Similarly, Science Fair features the Brazilian team of Myllena and Gabriel, who come from one of the country’s poorest states. Their research seeks to cure the deadly Zika virus that afflicts members of their community. Moreover, Myllena’s success in winning a spot to the competition in Los Angeles provides a victory in itself for her family, as she tearfully uses the opportunity to remind audiences never to doubt a kids’ potential based on his or her background.
The film also finds a great subject in Dr. Serena McCalla, a researcher from Long Island who devotes her career (and sacrifices her personal life) towards preparing students for the ISEF. She is a stern task-masker, but a personable one, as few of her bashful students spend much time talking to the camera. Dr. McCalla offers a tough regimen that sees results—nine of her students qualify for ISEF while most schools are lucky to send one or two kids—but she comes by it honestly, being the child of immigrant parents and having worked extremely hard to make the most of the opportunities her parents gave her. Dr. McCalla’s narrative echoes throughout the students’ stories, since many of them are first generation immigrants who feel responsible to measure up to the sacrifices of their parents and excel in school. She’s a central figure in the film, and arguably the sprocket that makes it work by articulating many of significant themes demonstrated by the students’ actions.

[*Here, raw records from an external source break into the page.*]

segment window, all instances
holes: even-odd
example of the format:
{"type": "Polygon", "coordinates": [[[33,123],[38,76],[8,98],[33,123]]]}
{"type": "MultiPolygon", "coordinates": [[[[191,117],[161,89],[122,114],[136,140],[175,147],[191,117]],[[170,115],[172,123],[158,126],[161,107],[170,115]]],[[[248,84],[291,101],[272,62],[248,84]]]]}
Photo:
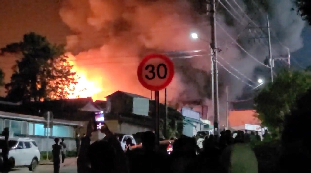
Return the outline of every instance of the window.
{"type": "Polygon", "coordinates": [[[28,133],[28,123],[23,121],[21,123],[21,134],[27,135],[28,133]]]}
{"type": "Polygon", "coordinates": [[[0,119],[0,131],[2,131],[3,128],[3,120],[0,119]]]}
{"type": "Polygon", "coordinates": [[[30,142],[24,142],[24,144],[25,144],[25,146],[26,147],[26,149],[30,149],[31,148],[31,145],[30,144],[30,142]]]}
{"type": "Polygon", "coordinates": [[[73,127],[65,126],[53,126],[52,134],[53,136],[73,137],[73,127]]]}
{"type": "Polygon", "coordinates": [[[37,143],[36,143],[35,142],[31,142],[32,143],[32,144],[34,144],[34,145],[35,145],[36,147],[38,146],[38,145],[37,144],[37,143]]]}
{"type": "Polygon", "coordinates": [[[21,121],[11,120],[10,132],[12,131],[14,135],[21,134],[21,121]]]}
{"type": "Polygon", "coordinates": [[[17,147],[16,147],[16,149],[24,149],[24,144],[23,144],[22,142],[20,142],[18,143],[18,144],[17,144],[17,147]]]}
{"type": "Polygon", "coordinates": [[[44,134],[45,134],[45,135],[44,135],[46,136],[48,136],[48,132],[49,133],[49,136],[50,136],[52,135],[52,134],[51,134],[51,132],[52,132],[52,131],[51,130],[51,129],[50,128],[45,128],[45,129],[44,129],[44,132],[45,133],[44,134]]]}
{"type": "Polygon", "coordinates": [[[44,127],[43,124],[35,124],[35,135],[44,136],[44,127]]]}
{"type": "Polygon", "coordinates": [[[34,135],[34,124],[32,123],[28,124],[28,134],[30,135],[34,135]]]}
{"type": "Polygon", "coordinates": [[[10,127],[10,120],[4,120],[4,127],[10,127]]]}

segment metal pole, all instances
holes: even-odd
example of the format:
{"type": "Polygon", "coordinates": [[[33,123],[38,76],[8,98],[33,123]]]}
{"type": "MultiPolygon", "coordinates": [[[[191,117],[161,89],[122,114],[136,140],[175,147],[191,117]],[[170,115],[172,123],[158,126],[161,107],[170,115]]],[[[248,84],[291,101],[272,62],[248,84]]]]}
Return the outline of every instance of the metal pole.
{"type": "Polygon", "coordinates": [[[49,130],[50,128],[50,111],[48,111],[47,119],[48,119],[47,120],[48,123],[47,124],[47,128],[46,128],[47,130],[47,138],[46,140],[47,146],[46,150],[46,160],[49,160],[49,130]]]}
{"type": "Polygon", "coordinates": [[[165,139],[167,139],[167,104],[166,103],[166,88],[164,90],[164,105],[165,106],[165,118],[164,119],[164,133],[163,134],[165,139]]]}
{"type": "Polygon", "coordinates": [[[227,112],[226,115],[226,127],[227,129],[229,129],[229,126],[228,123],[228,117],[229,116],[229,86],[227,86],[226,87],[226,93],[227,94],[227,112]]]}
{"type": "Polygon", "coordinates": [[[160,100],[159,98],[159,91],[155,91],[155,101],[156,104],[156,123],[155,132],[156,135],[155,149],[156,151],[159,151],[160,145],[160,115],[159,114],[159,106],[160,100]]]}
{"type": "Polygon", "coordinates": [[[216,44],[216,0],[212,0],[212,5],[213,9],[211,11],[212,15],[211,17],[211,47],[212,49],[212,56],[213,63],[214,64],[214,91],[213,94],[214,95],[214,134],[219,135],[219,125],[218,124],[218,118],[219,117],[219,97],[218,95],[218,68],[217,65],[217,49],[216,44]],[[215,98],[215,97],[216,98],[215,98]]]}
{"type": "Polygon", "coordinates": [[[270,24],[269,23],[269,16],[267,15],[267,23],[268,26],[268,35],[269,39],[269,63],[271,73],[271,82],[273,82],[273,67],[272,63],[272,54],[271,53],[271,36],[270,35],[270,24]]]}

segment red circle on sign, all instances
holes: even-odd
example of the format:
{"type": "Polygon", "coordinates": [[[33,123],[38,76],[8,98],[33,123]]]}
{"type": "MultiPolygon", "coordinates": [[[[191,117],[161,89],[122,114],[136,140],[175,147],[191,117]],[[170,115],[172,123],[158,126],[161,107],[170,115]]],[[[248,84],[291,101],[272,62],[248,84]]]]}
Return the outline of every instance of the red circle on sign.
{"type": "MultiPolygon", "coordinates": [[[[157,63],[159,63],[158,62],[157,63]]],[[[139,64],[137,69],[137,76],[141,84],[146,88],[153,91],[160,91],[165,88],[171,83],[174,77],[174,64],[169,58],[165,55],[160,54],[151,54],[145,56],[139,64]],[[165,81],[160,85],[153,85],[148,83],[146,81],[148,79],[144,75],[144,71],[148,70],[145,69],[147,63],[153,59],[157,59],[157,60],[160,63],[164,64],[167,66],[169,73],[167,76],[162,79],[165,81]]]]}

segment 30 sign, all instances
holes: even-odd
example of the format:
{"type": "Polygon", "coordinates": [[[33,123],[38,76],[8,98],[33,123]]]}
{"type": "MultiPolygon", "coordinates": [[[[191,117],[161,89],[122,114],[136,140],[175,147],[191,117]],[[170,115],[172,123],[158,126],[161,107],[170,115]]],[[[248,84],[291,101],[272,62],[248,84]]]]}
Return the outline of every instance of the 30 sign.
{"type": "Polygon", "coordinates": [[[164,89],[174,77],[174,64],[166,56],[152,54],[146,56],[137,69],[138,80],[145,88],[151,91],[164,89]]]}

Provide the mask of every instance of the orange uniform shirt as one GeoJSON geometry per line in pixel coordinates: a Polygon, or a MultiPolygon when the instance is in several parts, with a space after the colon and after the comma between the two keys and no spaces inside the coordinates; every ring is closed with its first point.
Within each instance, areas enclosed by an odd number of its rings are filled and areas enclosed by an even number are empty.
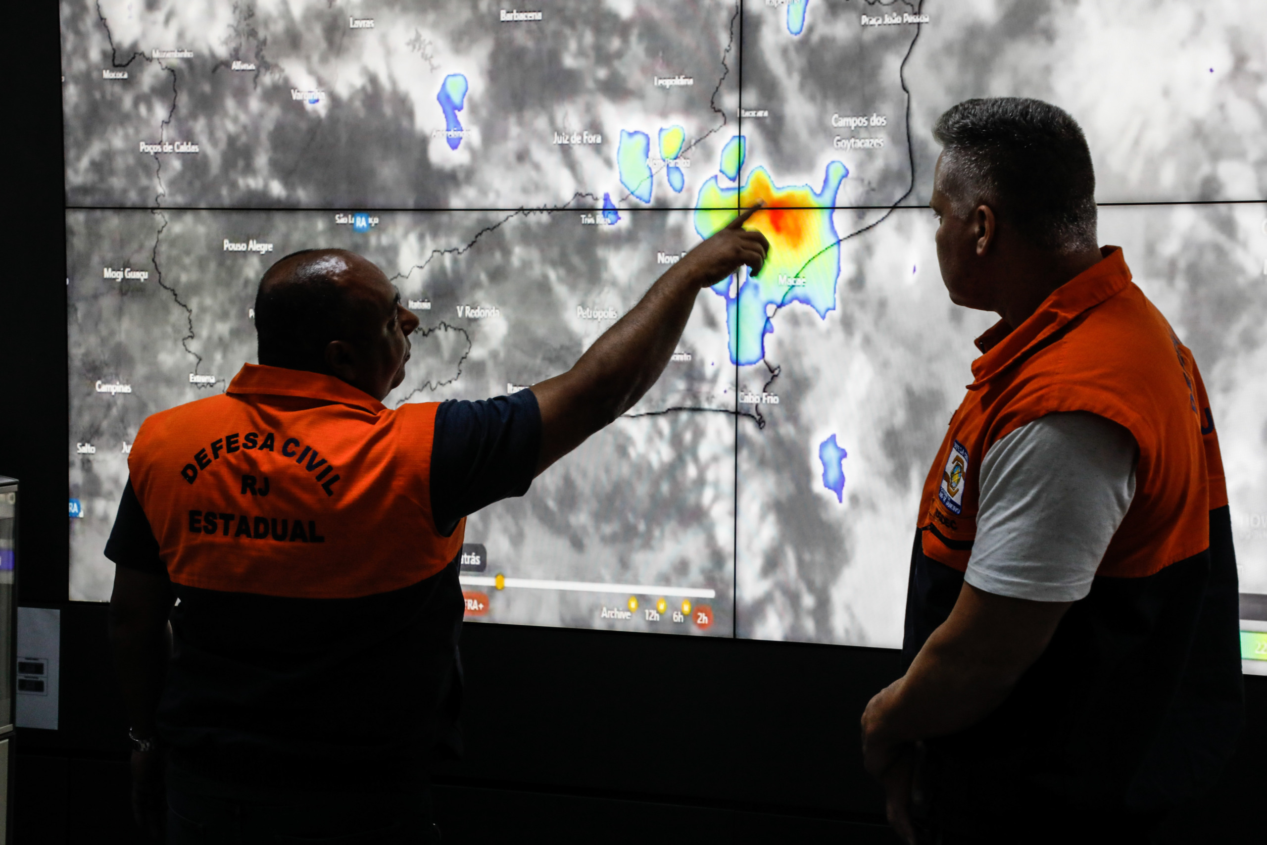
{"type": "MultiPolygon", "coordinates": [[[[1055,412],[1126,428],[1139,446],[1135,498],[1098,574],[1152,575],[1210,545],[1228,503],[1210,403],[1192,352],[1130,280],[1121,250],[1054,291],[1024,326],[977,341],[974,381],[924,484],[924,554],[960,573],[976,537],[978,474],[990,447],[1055,412]]],[[[1077,526],[1069,526],[1077,531],[1077,526]]]]}
{"type": "Polygon", "coordinates": [[[355,598],[435,575],[465,528],[443,537],[432,519],[437,408],[247,364],[224,395],[153,414],[128,467],[171,580],[355,598]]]}

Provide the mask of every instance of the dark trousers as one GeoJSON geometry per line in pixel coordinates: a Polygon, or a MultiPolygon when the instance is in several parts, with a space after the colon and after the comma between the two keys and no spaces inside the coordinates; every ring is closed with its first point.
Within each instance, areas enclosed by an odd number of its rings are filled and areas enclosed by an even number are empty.
{"type": "Polygon", "coordinates": [[[217,797],[169,783],[167,845],[431,845],[431,789],[217,797]]]}

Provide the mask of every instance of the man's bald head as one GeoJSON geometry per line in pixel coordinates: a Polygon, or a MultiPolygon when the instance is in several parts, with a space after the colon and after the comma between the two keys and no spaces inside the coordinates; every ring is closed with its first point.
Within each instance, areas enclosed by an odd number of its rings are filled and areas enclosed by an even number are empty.
{"type": "Polygon", "coordinates": [[[265,271],[255,296],[260,364],[329,372],[331,341],[357,341],[383,271],[347,250],[302,250],[265,271]]]}

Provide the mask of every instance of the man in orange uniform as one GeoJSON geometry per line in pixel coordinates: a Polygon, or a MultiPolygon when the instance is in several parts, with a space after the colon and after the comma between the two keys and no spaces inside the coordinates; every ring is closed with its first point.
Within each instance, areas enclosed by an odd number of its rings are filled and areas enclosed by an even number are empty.
{"type": "Polygon", "coordinates": [[[341,250],[275,264],[260,365],[146,419],[106,546],[138,818],[158,836],[166,818],[172,844],[430,841],[428,765],[457,740],[466,514],[642,397],[699,290],[761,267],[754,210],[571,370],[487,402],[386,408],[418,326],[399,291],[341,250]]]}
{"type": "Polygon", "coordinates": [[[1096,246],[1068,114],[968,100],[934,134],[943,280],[1001,321],[924,488],[911,663],[867,707],[865,763],[907,841],[1147,841],[1243,718],[1210,403],[1121,250],[1096,246]]]}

Science Fair follows the usual path of similar competition-style documentaries as Costantini and Foster spotlight participants in various elimination rounds that build to the climactic event with feel good spirit. The students become more relatable as the film reaches the ISEF competition in LA and the subjects are more focused on their projects than on their screen presence. It’s genuinely inspiring to see so many young people working together to find ways to make the world a better place. The film is especially significant in the positive representation it affords to students pursuing research, or “committing science” as Stephen Harper might say, at a time when science and empirical evidence is under attack from the powers that be. The students in Science Fair might be annoying at times, but at no moment are they half as annoying as most adults holding political offices. Hooray for nerds.
Science Fair opens in Toronto at the Lightbox on Nov. 2.